Next year was shaping up to be the year of Freedom! Freedom from covid; freedom from border closures; freedom from lockdowns!
Now we have been introduced to Omicron, a new covid variant which threatens to de-rail our freedom in 2022. The scientific community worldwide is now working fervently on what can be done to avert this disaster. We know it is a lot more virulent, but we do not know whether it is more deadly and whether our vaccines will be effective against this strain.
There are, however, some positive views on this new variant. Firstly, the mRNA vaccine technology is a lot more nimble in altering the vaccine to become effective against varying strains of covid. Pfizer has already stated that they should be able to produce an effective vaccine that combats Omicron effectively within 2 to 3 months. Moderna has a longer time frame for this at about 6 months. Secondly, it is also very likely that the current vaccine, with Australia now over 70% double vaccinated, will remain effective but at a lower efficacy rate. Lastly, although not known yet, there is hope that this new strain is less deadly than Delta.
Life has to go on and we shall overcome and prevail against this and other new variants which are sure to present themselves over time!
Turning to economic news – Australian GDP came in at a -1.9% for the September Quarter. However, this was well below expectations of a -2.5% GDP print, highlighting how resilient our economy is despite significant lockdowns in Melbourne and Sydney.
Our property market has continued to boom with about a 20% surge in house prices over the past 12 months. Equity markets have also had positive returns but have started to lose steam in the past couple of months. Most recently, news of the new omicron variant of covid has resulted in significant market volatility with a skew towards the downside. We are now seeing market movements in excess of 1% up or down on an almost daily basis. Uncertainty drives volatility and fear is causing markets to focus on downside risks given lofty valuations over the past 12 to 18 months.
There has been a lot of talk about inflation with one camp talking about it being transient and the other (the bears) talking about it as being longer-term. Our view is that parts of the economy will experience transient inflation due to supply chain disruptions caused by border closures, order backlog, and labour shortages. However, certain items will experience longer-term inflation. Take for example food. Farmers rely on seasonal employment from both immigration as well as tourists to work the fields during the harvest months. Due to covid restrictions, we have had no immigration or tourists over the past 2 years. This results in significant labour shortage with heavy pressure on wages. Furthermore, supply disruptions from overseas for seeds, fertilisers, feed, etc., has also resulted in lower production and higher costs. This will end up being transferred to the consumer in higher prices. This may remain for some time yet.
Labour shortages due to lack of immigration and tourism have seen hourly rates paid to staff in retail increase by 40% in some cases! We have already seen restaurants and cafés hiking prices. Rarely have I seen these prices get reversed when labour trends change. I think these price hikes are here to stay. The positive is, assuming no further lockdowns and the return of immigrants and travellers, that these price hikes should result in greater profits which then makes it back to money being spent in the local economy.

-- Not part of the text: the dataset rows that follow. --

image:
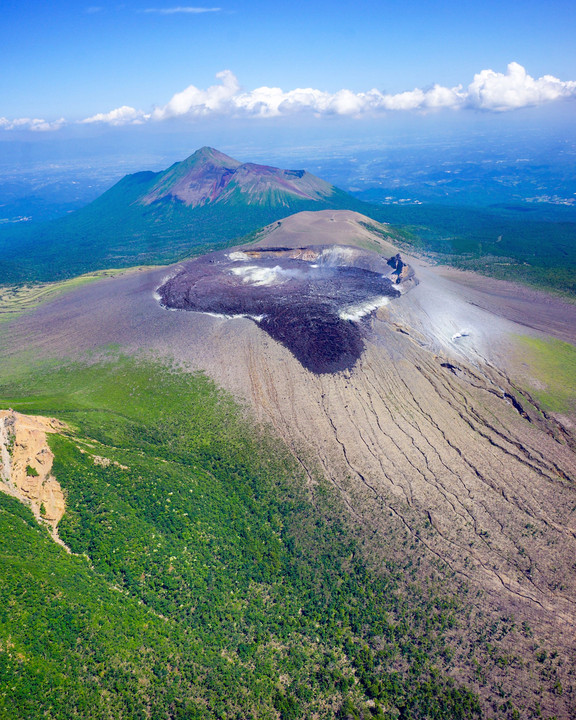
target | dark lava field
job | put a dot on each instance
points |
(311, 300)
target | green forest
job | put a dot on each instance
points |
(209, 576)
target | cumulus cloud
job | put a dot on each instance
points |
(489, 91)
(34, 124)
(124, 115)
(180, 10)
(193, 102)
(515, 89)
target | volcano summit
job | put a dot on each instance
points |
(310, 299)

From July 2022, our tax rates are being reduced. This should, in part, circumvent the impact of higher cost of living (food, petrol, etc.). Our personal savings have increased during the covid pandemic as we have not been able to travel and, due to lockdowns, spend on entertainment, discretionary shopping, etc. This gives us a positive backdrop to our local economy as things open up and people are “let out” to spend.
“Stock market is a device for transferring money from the impatient to the patient” — Warren Buffet
We have remained patient but cautious over the past 6-8 months expecting increasing market volatility and a pull-back or two purely based on valuations. Now with Omicron, both market volatility and uncertainty have increased.
We have great solace in the fact that our portfolio line-up of fund managers and investments are fundamentally sound and have an active bent on the market with regards to monitoring for both risks as well as for opportunities. We will continue to monitor both the asset allocation of our investment models as well as our managers to ensure both deliver value to our clients.
We sincerely hope that you, our Most Esteemed Clients, will enjoy Christmas and New Year. We hope and pray for your Good Health, Prosperity, and above all, Happiness in 2022!